Beyond the trenches and artillery fire, Ukraine is waging a desperate battle on a vastly different front: its national ledger. Four years after Russia’s full-scale invasion, Kyiv’s fight for economic stability is just as critical as its military defense, intertwining the country's survival with its long-term aspirations to join the European Union.
According to Ukrainian Finance Minister Sergii Marchenko, the nation ultimately intends to be an asset to Europe, rather than a financial burden. "We want to provide for Europe, something which they lack," Marchenko noted, pointing to the battle-hardened military expertise his country has acquired since the conflict escalated in February 2022.
To keep the government functioning, Kyiv relies heavily on international goodwill. A massive $136.5 billion global aid package remains the country's life support. Within this, the European Parliament recently approved a sweeping €90 billion ($105 billion) loan designed to plug Ukraine’s budget deficits over the next two years, with initial disbursements anticipated in April.
This European lifeline has become indispensable following a severe drop-off in financial backing from the United States. Furthermore, the International Monetary Fund (IMF) recently greenlit an $8.1 billion loan, delivering an initial $1.5 billion earlier this month. However, this IMF backing comes with stringent strings attached. Gavin Grey, the IMF’s mission chief for Ukraine, has urged Kyiv to live within its means by aggressively combatting tax evasion and mobilizing domestic revenue.
Domestically, the financial strain is immense. Ukraine's 2026 budget projects $112 billion in spending—with a staggering 60% allocated to the armed forces. This leaves a massive $45 billion shortfall. While domestic revenues are projected to jump by 15% this year to $67.5 billion, this growth is largely fueled by significant tax hikes implemented in late 2024 that hit personal incomes, small businesses, and banks. To close the remaining gap, lawmakers are currently attempting to push through highly debated new tax measures, including reducing VAT exemptions and imposing higher levies on digital platforms.

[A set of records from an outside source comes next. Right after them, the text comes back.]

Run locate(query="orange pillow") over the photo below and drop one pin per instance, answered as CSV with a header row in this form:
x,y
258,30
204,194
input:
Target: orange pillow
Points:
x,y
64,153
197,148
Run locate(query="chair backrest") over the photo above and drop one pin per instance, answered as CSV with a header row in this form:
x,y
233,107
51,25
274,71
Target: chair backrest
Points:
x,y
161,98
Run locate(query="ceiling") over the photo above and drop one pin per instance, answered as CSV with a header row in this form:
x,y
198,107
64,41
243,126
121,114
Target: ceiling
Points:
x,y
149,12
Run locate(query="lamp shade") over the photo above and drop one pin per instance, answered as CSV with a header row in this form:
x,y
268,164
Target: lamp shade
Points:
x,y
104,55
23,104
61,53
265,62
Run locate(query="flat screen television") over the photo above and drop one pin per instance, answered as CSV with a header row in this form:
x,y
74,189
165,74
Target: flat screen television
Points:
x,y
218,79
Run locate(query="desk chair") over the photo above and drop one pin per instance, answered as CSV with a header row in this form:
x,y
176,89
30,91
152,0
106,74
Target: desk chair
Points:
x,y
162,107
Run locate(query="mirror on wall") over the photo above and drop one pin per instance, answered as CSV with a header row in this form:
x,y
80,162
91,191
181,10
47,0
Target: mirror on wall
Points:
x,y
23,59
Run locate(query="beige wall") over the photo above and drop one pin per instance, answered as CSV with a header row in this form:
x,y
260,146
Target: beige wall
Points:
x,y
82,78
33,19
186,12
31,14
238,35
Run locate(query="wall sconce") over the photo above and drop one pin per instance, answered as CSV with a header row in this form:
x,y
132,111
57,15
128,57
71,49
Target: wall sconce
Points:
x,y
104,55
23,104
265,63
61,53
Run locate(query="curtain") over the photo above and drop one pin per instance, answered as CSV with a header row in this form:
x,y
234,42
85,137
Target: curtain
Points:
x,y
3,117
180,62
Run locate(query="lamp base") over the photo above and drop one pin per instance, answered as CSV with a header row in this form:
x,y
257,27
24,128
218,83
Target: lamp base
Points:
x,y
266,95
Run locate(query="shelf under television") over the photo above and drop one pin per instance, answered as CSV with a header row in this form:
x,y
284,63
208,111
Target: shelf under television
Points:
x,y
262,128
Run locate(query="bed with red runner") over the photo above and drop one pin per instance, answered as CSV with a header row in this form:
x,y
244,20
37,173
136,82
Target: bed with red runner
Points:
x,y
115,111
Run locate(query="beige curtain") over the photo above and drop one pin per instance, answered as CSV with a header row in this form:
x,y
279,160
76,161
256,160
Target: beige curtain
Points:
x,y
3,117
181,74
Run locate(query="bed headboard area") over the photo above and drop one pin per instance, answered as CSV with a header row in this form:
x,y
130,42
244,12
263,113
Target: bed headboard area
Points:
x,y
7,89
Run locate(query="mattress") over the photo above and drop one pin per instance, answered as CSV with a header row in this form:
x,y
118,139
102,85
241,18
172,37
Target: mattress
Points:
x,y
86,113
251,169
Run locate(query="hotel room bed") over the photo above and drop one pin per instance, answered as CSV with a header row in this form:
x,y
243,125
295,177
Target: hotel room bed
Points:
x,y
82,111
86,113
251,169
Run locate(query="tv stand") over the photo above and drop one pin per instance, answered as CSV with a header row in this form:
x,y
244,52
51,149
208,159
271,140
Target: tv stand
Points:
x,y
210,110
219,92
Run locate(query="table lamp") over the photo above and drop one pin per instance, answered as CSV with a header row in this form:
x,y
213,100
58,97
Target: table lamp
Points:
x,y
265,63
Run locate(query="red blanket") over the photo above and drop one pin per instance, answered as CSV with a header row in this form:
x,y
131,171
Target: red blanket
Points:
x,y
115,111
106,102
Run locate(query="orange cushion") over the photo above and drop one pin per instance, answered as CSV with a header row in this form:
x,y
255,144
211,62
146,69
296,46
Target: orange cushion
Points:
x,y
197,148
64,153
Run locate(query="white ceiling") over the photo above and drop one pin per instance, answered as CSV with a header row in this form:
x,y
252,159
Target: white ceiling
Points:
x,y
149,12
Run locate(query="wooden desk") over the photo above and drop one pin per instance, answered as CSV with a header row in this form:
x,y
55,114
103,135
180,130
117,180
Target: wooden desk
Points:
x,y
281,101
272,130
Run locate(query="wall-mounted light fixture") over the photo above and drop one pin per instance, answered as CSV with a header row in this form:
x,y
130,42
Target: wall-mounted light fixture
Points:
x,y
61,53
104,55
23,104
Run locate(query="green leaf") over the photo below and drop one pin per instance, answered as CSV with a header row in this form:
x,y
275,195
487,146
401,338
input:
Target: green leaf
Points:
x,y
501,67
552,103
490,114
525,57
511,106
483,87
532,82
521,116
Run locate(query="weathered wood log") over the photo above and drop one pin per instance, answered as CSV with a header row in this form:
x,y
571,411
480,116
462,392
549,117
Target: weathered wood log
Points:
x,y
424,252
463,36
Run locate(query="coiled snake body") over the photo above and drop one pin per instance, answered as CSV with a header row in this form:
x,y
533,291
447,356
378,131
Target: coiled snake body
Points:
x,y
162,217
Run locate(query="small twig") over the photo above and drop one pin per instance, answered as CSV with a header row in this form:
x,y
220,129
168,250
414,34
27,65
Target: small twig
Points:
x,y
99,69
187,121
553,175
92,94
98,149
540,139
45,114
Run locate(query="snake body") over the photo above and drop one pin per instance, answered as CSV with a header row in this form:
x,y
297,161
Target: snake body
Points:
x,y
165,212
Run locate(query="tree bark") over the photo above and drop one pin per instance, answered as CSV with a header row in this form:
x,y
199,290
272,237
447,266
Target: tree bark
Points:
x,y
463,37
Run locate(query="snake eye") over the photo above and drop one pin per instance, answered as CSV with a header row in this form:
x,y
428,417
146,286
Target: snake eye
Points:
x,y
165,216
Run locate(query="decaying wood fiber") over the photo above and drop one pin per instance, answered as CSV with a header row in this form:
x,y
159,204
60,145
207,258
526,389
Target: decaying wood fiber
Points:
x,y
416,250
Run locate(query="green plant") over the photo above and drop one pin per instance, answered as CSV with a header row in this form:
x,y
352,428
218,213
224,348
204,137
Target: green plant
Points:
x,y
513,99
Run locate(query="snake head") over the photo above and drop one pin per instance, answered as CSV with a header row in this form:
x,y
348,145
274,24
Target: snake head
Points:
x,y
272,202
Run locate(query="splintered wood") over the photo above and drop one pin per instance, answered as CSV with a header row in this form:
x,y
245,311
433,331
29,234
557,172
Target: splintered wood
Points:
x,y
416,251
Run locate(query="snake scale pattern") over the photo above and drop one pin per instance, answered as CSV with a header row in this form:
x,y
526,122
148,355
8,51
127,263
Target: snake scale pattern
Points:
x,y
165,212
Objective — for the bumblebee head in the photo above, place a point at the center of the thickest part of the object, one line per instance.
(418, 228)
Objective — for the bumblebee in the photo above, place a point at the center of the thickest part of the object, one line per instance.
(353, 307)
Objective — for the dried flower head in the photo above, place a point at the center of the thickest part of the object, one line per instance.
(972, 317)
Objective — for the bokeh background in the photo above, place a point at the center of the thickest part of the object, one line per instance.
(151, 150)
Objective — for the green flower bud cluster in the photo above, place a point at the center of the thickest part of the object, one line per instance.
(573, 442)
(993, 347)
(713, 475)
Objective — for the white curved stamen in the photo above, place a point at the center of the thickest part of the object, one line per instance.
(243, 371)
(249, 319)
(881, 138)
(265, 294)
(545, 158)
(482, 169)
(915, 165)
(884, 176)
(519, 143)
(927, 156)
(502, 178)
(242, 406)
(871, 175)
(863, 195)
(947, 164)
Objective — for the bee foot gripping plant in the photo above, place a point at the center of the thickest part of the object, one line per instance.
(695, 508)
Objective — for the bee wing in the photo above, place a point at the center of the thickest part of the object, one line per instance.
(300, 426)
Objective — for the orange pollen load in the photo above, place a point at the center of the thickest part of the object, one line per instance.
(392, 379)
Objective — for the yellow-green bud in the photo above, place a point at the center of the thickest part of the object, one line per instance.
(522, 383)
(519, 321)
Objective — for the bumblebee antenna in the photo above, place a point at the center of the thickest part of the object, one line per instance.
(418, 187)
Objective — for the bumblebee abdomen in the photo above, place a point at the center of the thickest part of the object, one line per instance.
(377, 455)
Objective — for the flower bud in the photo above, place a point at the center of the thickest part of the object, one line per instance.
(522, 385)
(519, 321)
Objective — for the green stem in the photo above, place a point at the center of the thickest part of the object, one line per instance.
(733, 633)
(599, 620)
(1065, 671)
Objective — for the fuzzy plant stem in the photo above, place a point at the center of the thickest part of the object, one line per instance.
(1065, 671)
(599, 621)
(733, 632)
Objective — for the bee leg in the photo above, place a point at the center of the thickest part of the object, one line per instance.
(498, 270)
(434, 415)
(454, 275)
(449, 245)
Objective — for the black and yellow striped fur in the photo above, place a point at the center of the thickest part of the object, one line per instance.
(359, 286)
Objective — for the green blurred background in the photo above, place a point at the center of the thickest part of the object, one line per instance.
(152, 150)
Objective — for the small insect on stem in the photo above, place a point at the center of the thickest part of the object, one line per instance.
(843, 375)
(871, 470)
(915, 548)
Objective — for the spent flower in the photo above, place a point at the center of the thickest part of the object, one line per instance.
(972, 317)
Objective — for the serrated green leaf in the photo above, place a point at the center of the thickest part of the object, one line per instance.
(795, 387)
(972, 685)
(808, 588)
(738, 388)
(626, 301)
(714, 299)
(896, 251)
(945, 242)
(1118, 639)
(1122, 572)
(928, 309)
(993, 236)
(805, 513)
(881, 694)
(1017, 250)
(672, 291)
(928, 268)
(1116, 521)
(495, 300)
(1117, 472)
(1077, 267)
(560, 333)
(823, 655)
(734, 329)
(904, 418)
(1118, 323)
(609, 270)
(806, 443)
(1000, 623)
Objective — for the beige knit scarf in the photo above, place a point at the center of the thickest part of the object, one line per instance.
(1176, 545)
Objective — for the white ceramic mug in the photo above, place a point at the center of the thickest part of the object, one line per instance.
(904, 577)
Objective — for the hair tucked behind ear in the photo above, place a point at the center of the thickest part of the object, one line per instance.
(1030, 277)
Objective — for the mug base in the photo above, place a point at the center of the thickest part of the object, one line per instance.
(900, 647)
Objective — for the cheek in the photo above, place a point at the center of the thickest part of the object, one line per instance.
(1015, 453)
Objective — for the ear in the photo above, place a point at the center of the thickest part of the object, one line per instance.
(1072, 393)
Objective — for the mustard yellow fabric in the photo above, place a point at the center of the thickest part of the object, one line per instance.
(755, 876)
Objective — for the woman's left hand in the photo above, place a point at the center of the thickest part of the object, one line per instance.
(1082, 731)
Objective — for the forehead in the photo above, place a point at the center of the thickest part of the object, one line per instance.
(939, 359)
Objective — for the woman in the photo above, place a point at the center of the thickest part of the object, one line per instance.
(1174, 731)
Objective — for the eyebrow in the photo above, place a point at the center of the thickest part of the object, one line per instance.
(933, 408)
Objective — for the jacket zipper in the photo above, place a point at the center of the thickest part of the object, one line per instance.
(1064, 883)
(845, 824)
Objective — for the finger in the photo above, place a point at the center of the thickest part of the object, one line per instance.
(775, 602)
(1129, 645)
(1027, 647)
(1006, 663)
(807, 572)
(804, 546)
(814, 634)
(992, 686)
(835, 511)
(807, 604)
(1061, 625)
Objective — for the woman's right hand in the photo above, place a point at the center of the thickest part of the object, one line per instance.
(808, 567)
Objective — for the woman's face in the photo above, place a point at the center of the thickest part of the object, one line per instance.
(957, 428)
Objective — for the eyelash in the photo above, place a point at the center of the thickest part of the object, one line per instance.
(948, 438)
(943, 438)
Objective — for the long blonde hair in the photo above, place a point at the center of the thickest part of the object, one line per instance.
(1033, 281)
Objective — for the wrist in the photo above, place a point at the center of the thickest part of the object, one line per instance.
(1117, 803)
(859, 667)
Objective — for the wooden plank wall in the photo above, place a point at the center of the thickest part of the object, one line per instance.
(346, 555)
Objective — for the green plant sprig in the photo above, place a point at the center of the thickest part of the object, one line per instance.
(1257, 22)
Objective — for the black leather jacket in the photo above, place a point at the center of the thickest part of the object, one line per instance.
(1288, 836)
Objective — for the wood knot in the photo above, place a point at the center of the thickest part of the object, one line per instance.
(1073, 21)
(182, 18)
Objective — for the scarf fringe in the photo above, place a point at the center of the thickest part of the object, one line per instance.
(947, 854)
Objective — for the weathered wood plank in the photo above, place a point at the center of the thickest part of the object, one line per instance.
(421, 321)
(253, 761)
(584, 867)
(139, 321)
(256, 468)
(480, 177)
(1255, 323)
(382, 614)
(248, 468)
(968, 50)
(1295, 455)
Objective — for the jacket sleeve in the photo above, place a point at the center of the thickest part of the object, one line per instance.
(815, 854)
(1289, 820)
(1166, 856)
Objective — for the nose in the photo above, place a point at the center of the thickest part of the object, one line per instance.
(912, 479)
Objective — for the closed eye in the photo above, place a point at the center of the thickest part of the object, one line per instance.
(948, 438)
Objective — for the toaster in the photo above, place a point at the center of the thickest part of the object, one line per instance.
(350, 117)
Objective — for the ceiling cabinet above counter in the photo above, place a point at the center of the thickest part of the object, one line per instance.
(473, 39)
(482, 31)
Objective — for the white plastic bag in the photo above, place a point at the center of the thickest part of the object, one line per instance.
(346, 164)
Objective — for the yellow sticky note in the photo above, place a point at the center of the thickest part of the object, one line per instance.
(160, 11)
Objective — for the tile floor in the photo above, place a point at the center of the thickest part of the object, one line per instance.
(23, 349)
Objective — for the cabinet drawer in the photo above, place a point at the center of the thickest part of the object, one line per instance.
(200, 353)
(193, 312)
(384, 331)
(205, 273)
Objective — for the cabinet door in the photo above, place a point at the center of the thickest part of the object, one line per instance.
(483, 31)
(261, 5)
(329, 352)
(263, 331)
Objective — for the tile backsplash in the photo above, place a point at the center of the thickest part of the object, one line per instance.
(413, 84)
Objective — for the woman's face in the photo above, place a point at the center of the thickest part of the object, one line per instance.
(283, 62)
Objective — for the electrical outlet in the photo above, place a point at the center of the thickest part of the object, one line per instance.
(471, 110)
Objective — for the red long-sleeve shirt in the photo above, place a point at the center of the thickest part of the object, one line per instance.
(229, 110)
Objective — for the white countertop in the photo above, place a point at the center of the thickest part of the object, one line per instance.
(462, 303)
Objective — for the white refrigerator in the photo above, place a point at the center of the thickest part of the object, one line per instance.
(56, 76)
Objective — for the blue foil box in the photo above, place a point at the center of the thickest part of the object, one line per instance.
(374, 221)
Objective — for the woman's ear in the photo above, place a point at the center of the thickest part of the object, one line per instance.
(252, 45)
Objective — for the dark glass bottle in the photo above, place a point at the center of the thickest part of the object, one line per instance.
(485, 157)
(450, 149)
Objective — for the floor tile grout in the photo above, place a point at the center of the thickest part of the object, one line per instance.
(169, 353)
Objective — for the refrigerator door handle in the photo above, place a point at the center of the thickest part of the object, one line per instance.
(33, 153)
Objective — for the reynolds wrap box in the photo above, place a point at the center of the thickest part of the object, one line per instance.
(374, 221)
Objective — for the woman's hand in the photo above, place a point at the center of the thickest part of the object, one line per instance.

This strategy is not without its domestic critics. The Ukrainian Institute of the Future recently issued a stark warning, arguing that the combination of prolonged warfare and aggressive taxation is pushing the nation dangerously close to a total economic collapse and default.
External political dynamics are also threatening Ukraine's fragile financial footing. Hungarian Prime Minister Viktor Orban has temporarily stalled the crucial EU loan, accusing Kyiv of orchestrating an "oil blockade." Ukraine maintains that delays in repairing the Russian oil pipeline to Hungary are solely due to ongoing Russian strikes injuring repair crews. Consequently, the fate of Ukraine’s funding may hinge heavily on the results of Hungary’s upcoming elections.
The economic disparity between the warring nations remains stark. While Russia dedicates approximately 5.1% of its GDP to its military, Ukraine is forced to pour 27% of its economic output into national defense. This immense military expenditure means everyday social services—from healthcare and pensions to an expanded free school meal program and vital teacher pay raises—are entirely dependent on foreign aid.
For ordinary Ukrainians, this macroeconomic struggle translates into daily hardship. Although inflation has cooled dramatically from a wartime high of 26.6% to 7.4%, the cost of living remains a crushing burden. Tetiana, a 65-year-old pensioner in Kyiv, lamented that soaring food and utility prices have forced her back into the workforce.
Meanwhile, small businesses are barely keeping the lights on. Mykyta, a 19-year-old restaurant worker, highlighted the dual challenges of severe staff shortages and relentless power grid failures. "During power outages, the kitchen doesn't work, we have to struggle with the generator," he explained—a reality faced by countless enterprises trying to survive in an economy defined by war.